Neil Young's second album of 2014 couldn't be any more different than the first.

The stripped-down, all-covers collection 'A Letter Home' was recorded in a vintage vinyl recording booth at Jack White's Nashville studio; 'Storytone,' which includes 10 new songs written by Young, was made with assistance from a 92-piece orchestra, choir and big band. But they have one thing in common: a sense of intimacy you usually don't get when Young plugs in and rages gloriously with a rock band.

In a way, 'Storytone' is both a reaction and complement to 'A Letter Home,' a record so slight that its release almost went unnoticed by fans. 'Storytone' is no more forceful, but Young's ambitious scope here -- some of the tracks were recorded with a marginally smaller 60-piece orchestra -- comes off as a grander plan than just sitting in a 1947 recording booth by himself, singing songs made famous by the likes of Bob Dylan, Willie Nelson and Bruce Springsteen.

But it's also a more scattered and unfocused record, with the orchestral set pieces bumping against big-band tunes, which in turn bump against songs featuring just Young with piano, harmonica and minimal accompaniment. If anything, 'Storytone' is pulled together by thematic ties rather than musical ones. On songs like 'Plastic Flowers' and 'Who's Gonna Stand Up,' Young laments the widespread environmental damage we're doing to our planet, all the while wondering who'll "protect the land from the greed of man."

It's a recurring theme. On the shuffling, bluesy 'I Want to Drive My Car,' he takes the road song for a spin, steering it into similar thematic territory as horns (the brass kind) blast away. "I gotta find some fuel," he sings, and you know he's got one eye on big oil as the words leave his mouth. It's an escape, and for the most part, that's what 'Storytone' is all about: Young breaking free from his zone.

Not that he hasn't strayed from the rock 'n' roll path before -- see his detours into rockabilly, electronic music, R&B, country, and various other excursions over the years. 'Storytone' certainly isn't as radical as, say, 'Trans,' but the big orchestra, more so than the big band, give Young and his music a gravitas not found on past records. (Just compare the songs with their acoustic versions on the album's deluxe edition.)

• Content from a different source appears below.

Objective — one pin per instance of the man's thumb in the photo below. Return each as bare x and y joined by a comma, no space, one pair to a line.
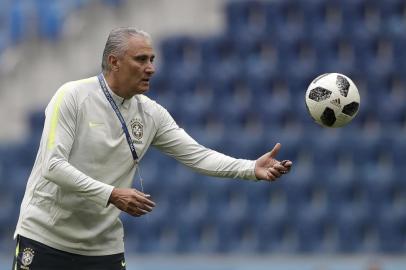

Still, these stylistic leaps ultimately make this a record without much direction, especially because the environmental theme doesn't hold up the entire time. 'Storytone' also contains love songs, a jumpy swing cut about Chicago and that car tune, which really can go either way. It's telling that the best song on this ambitious project is its most simple, Neil Young-like one, 'When I Watch You Sleeping,' a twangy acoustic-and-harmonica kiss straight from the 'Comes a Time' songbook. Sometimes those old familiar roads are the most comforting.